I hope I didn't sound like I was mad at my gym or anything in my last post. They handled this with a great deal of grace and were very kind about the situation.

Girlfriend Jen asked why I don't just train for my gym. Excellent question. Problem with training there is twofold:

1) They charge something like $75 per hour for personal training, and
2) The trainers only get like $15 per hour.

So it's like everyone loses -- the client AND the trainer. Well, the gym wins in this case. But it's their choice as to how they're going to set up personal training. If it were up to me, I think I'd charge maybe $40 per hour, give the trainer $35, and call it good.
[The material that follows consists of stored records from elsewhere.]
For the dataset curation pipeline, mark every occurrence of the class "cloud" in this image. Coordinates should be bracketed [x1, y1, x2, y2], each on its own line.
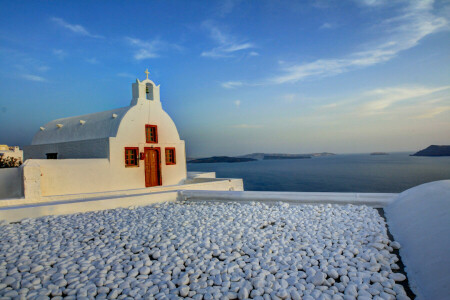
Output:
[360, 86, 450, 113]
[218, 0, 241, 17]
[21, 74, 47, 82]
[221, 81, 243, 89]
[86, 57, 98, 65]
[416, 105, 450, 119]
[52, 49, 67, 60]
[125, 37, 182, 60]
[201, 21, 256, 58]
[231, 124, 263, 129]
[269, 1, 448, 84]
[50, 17, 104, 39]
[117, 72, 135, 79]
[319, 22, 336, 29]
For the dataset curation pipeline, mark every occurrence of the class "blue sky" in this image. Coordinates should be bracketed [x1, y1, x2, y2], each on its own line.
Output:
[0, 0, 450, 156]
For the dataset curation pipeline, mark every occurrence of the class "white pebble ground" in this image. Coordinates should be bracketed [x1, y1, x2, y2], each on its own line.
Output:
[0, 203, 409, 300]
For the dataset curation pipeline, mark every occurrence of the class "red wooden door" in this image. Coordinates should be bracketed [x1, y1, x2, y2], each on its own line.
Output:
[145, 149, 161, 187]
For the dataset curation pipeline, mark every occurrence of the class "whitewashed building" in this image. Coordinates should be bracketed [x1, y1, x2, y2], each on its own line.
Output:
[24, 71, 186, 194]
[0, 145, 23, 163]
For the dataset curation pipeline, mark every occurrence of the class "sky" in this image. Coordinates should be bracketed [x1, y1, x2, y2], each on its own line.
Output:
[0, 0, 450, 157]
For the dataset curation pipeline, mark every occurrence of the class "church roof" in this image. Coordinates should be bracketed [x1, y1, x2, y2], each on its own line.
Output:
[32, 106, 132, 145]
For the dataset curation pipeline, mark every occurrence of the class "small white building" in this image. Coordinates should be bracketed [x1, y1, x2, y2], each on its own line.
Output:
[24, 71, 186, 195]
[0, 145, 23, 163]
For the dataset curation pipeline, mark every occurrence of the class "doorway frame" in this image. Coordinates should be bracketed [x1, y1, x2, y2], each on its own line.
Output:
[144, 147, 162, 187]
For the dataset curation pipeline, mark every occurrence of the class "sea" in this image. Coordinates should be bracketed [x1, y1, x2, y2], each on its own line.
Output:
[187, 153, 450, 193]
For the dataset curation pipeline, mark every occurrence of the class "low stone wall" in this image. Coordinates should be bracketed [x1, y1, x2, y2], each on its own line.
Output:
[0, 168, 23, 199]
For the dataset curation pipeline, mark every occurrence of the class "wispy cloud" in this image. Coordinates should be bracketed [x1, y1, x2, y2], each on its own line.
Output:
[21, 74, 47, 82]
[416, 105, 450, 119]
[317, 85, 450, 120]
[269, 1, 448, 84]
[117, 72, 135, 78]
[0, 47, 50, 82]
[359, 86, 450, 114]
[52, 49, 67, 60]
[201, 21, 256, 58]
[231, 124, 263, 129]
[221, 81, 244, 89]
[319, 22, 336, 29]
[125, 37, 182, 60]
[86, 57, 98, 65]
[50, 17, 104, 39]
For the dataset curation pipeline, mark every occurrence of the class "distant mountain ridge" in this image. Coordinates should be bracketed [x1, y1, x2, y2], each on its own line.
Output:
[187, 152, 336, 163]
[188, 156, 256, 164]
[241, 152, 336, 160]
[411, 145, 450, 156]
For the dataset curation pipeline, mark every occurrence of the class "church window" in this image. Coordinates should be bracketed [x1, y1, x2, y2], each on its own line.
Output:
[125, 147, 139, 167]
[46, 153, 58, 159]
[145, 125, 158, 143]
[149, 83, 153, 100]
[166, 147, 176, 165]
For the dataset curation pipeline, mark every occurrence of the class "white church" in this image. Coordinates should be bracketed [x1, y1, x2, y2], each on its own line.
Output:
[0, 71, 243, 200]
[24, 71, 186, 188]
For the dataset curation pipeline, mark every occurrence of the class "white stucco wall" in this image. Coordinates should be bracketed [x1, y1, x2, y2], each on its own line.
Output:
[20, 75, 187, 192]
[0, 168, 23, 199]
[23, 138, 109, 160]
[385, 180, 450, 299]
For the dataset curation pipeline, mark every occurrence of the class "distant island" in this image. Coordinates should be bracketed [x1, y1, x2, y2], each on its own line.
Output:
[411, 145, 450, 156]
[188, 152, 336, 164]
[188, 156, 256, 164]
[238, 152, 336, 160]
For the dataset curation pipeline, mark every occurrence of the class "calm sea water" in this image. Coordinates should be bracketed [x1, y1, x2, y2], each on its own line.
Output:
[187, 153, 450, 193]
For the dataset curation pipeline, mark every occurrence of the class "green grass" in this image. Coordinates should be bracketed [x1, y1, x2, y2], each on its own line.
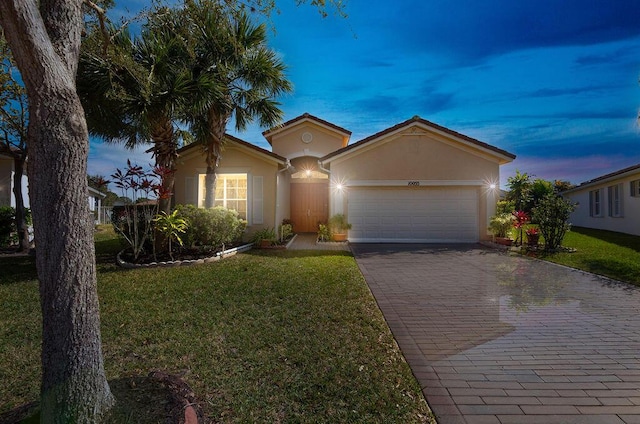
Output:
[542, 227, 640, 286]
[0, 230, 432, 423]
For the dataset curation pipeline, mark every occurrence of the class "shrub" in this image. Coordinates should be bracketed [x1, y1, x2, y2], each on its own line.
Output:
[533, 194, 576, 250]
[489, 213, 515, 237]
[0, 206, 16, 246]
[176, 205, 247, 248]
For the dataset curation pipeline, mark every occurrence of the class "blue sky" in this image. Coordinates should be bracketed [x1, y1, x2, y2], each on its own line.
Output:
[89, 0, 640, 186]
I mean, you're already making money on membership fees, so why not encourage loyalty and great results??? But it ain't up to me...

3 comments:

Brit-Man said...

Yeah, but for a lot of places, it's all about the money.

Customer satisfaction is important, but if the money aspect doesn't impinge too much on that, then a lot of places will push it as far as they can, I'll bet.

Matt

Evelyne said...

Wow, didn't know that about trainers fees. That blows. I had started going to school to become a PT and wanted to work in a gym.

Sorry that you have to stop training at your gym, but how cool that people are noticing.

Jen said...

I'm with you, Leslie. I would think the gym would want to do anything and everything to encourage new members and if that means lower personal training rates - that sounds like a win-win to me.

I mean - if they standardized it and said: $50/hr - we split 50/50.

And your client can train here for six months after which time they need to join.

That seems fair to me. But what do I know?